88 documented tourist scams across 16 German cities — drawn from German press (Globe and Mail, Berlin Star, CBC News, CTV News, Bremen Gazette, Cologne Sun) and Bundespolizei (110 nationwide) records. You’ll learn the exact scripts scammers use in Berlin, Munich, and Hamburg, the red flags that give them away, and the calm English and German scripts that shut them down.
A preview of what’s documented — scripts, red flags, and the moves that shut each scam down.
Every scam in the book gets a four-panel comic. A sneak peek of two of the 88:
From Berlin’s Pearson fake-Uber and taxi-card-swap corridor to Bremen’s winter parking-tow trap, Stuttgart’s CBC-documented QR-sticker fraud, Munich Stampede’s ticket-scalper fakes, Nuremberg’s Pursuit Collection American-pricing overcharge, and Cologne’s Gastown fake-monk bracelet scam — full coverage of where travelers actually get caught out.
Volumes 1–9 (Japan, Italy, France, Thailand, Greece, Vietnam, Spain, Indonesia, China) set the series structure. Germany sits at a dense crossroads of Eurorican scam archetypes — the airport Uber cancel-and-cash script, the taxi card-swap fraud, the off-platform vacation-rental booking fraud, and the captive-market mountain-town pricing inflation. Learn the Germany pattern and you’ll spot the same move in New York, Chicago, Seattle, and Sydney.
Every scam is documented against German news coverage — Globe and Mail, Berlin Star, CBC News, CTV News, Bremen Gazette, Cologne Sun, Munich Herald, National Post — plus Polizei and provincial-police advisories, Bundespolizei (110 nationwide) reports, Competition Bureau consumer warnings, and firsthand traveler accounts on r/germany, r/berlin, r/munich, and r/cologne. Named operators and dated incidents where we have them.
A full appendix of exit phrases in English and German — “No thank you / Non merci”, “Please don’t touch me / S’il vous plaît, ne me touchez pas”, “I’d like to call 911 to verify” — with context on when to use them and which German police service to ask for.
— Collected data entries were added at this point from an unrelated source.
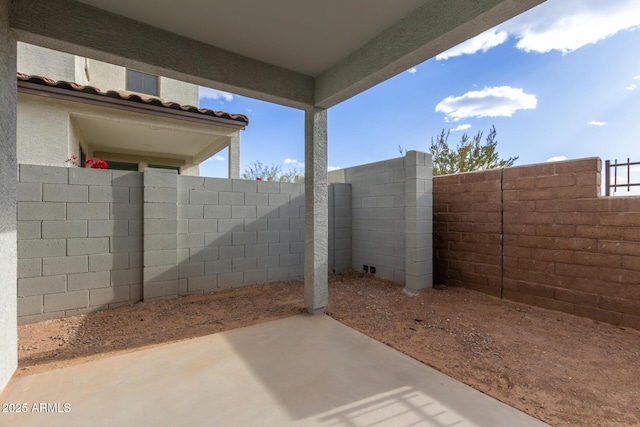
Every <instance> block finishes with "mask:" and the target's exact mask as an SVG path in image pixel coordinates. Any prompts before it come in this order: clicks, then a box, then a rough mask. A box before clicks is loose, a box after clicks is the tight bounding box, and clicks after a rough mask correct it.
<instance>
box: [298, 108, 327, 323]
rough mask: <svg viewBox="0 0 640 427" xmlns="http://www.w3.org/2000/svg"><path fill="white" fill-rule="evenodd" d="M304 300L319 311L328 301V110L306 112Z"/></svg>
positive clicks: (310, 307) (305, 125)
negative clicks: (327, 150) (327, 177)
mask: <svg viewBox="0 0 640 427" xmlns="http://www.w3.org/2000/svg"><path fill="white" fill-rule="evenodd" d="M304 150H305V156H304V159H305V177H304V186H305V203H306V204H305V229H304V230H305V234H304V239H305V242H304V303H305V306H306V307H307V311H308V312H309V313H311V314H321V313H323V312H324V308H325V307H326V306H327V303H328V295H329V285H328V251H329V246H328V236H329V218H328V205H327V195H328V188H327V110H324V109H318V108H308V109H307V110H306V111H305V143H304Z"/></svg>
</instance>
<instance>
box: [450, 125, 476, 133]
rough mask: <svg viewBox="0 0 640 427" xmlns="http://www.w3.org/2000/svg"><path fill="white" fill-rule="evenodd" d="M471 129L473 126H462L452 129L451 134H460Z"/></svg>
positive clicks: (465, 125)
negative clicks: (454, 132)
mask: <svg viewBox="0 0 640 427" xmlns="http://www.w3.org/2000/svg"><path fill="white" fill-rule="evenodd" d="M467 129H471V125H460V126H456V127H454V128H453V129H451V132H460V131H461V130H467Z"/></svg>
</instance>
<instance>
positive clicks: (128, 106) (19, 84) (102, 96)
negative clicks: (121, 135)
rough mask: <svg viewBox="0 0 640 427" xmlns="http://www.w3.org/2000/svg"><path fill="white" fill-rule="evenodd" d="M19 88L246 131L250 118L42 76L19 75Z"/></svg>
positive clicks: (108, 105) (149, 97) (121, 107)
mask: <svg viewBox="0 0 640 427" xmlns="http://www.w3.org/2000/svg"><path fill="white" fill-rule="evenodd" d="M17 76H18V89H19V90H20V91H21V92H26V93H32V94H36V95H49V96H52V97H57V98H63V99H67V100H72V101H78V102H86V103H91V104H102V105H104V104H108V105H107V106H110V107H114V108H121V109H128V110H136V111H140V110H143V111H141V112H144V113H148V114H156V115H163V116H171V117H173V118H176V119H185V120H191V121H198V122H201V123H202V122H204V123H209V124H215V125H223V126H225V125H226V126H228V127H234V128H241V129H244V128H245V126H247V125H248V124H249V119H248V118H247V116H245V115H243V114H229V113H227V112H224V111H214V110H210V109H208V108H198V107H194V106H192V105H180V104H178V103H177V102H165V101H162V100H161V99H159V98H156V97H153V96H140V95H138V94H135V93H130V92H123V91H115V90H109V91H106V92H103V91H101V90H100V89H98V88H96V87H94V86H83V85H80V84H78V83H74V82H67V81H63V80H60V81H54V80H51V79H48V78H46V77H42V76H34V75H28V74H22V73H17Z"/></svg>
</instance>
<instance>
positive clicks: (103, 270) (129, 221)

Plus the 6 universal scam patterns that let you spot variations we haven’t documented yet.
Scams evolve. Berlin taxi card-swap variants rotate every season. Stuttgart parking-QR stickers appear in new lots each winter. Munich Stampede ticket-scalper networks shift with each year’s lineup. Nuremberg’s Pursuit Collection pricing updates annually — we re-research and update each book every year. Buy once, re-download future editions from your Amazon library.
“What the guidebooks won’t tell you.”
Germany is Volume 11 of 15 flagship titles. Prior volumes cover Japan, Italy, France, Thailand, Greece, Vietnam, Spain, Indonesia, China, Germany, and Turkey — all live on Amazon Kindle. Each country gets the same treatment — real traveler stories, local-press sourced, annual updates.
Volume 1 · Live
Volume 2 · Live
Volume 3 · Live
Volume 4 · Live
Volume 5 · Live
Volume 6 · Live
Volume 7 · Live
Volume 8 · Live
Volume 9 · Live
Volume 10 · Featured
All upcoming titles
Quick answers about the book, pricing, and updates.
Kindle eBook and 6×9″ trade paperback — the Kindle reads on any phone, tablet, or computer with the free Kindle app, and the paperback is available through Amazon’s KDP print-on-demand network.
302 pages in paperback, ~230 pages on Kindle — written to be read in a single flight over and referenced on your phone in-country.
$4.99 USD on Amazon Kindle. Price varies slightly by Amazon region.
Yes — we re-research and update each book annually as scams evolve. Buy once, re-download future editions from your Amazon library at no extra cost.
Yes. Amazon’s standard Kindle refund policy applies — you have 7 days from purchase to return for a full refund, no questions asked.
88 scams, 16 German cities, the exact scripts and calm English and German phrases you need. $4.99 — read it on the flight over.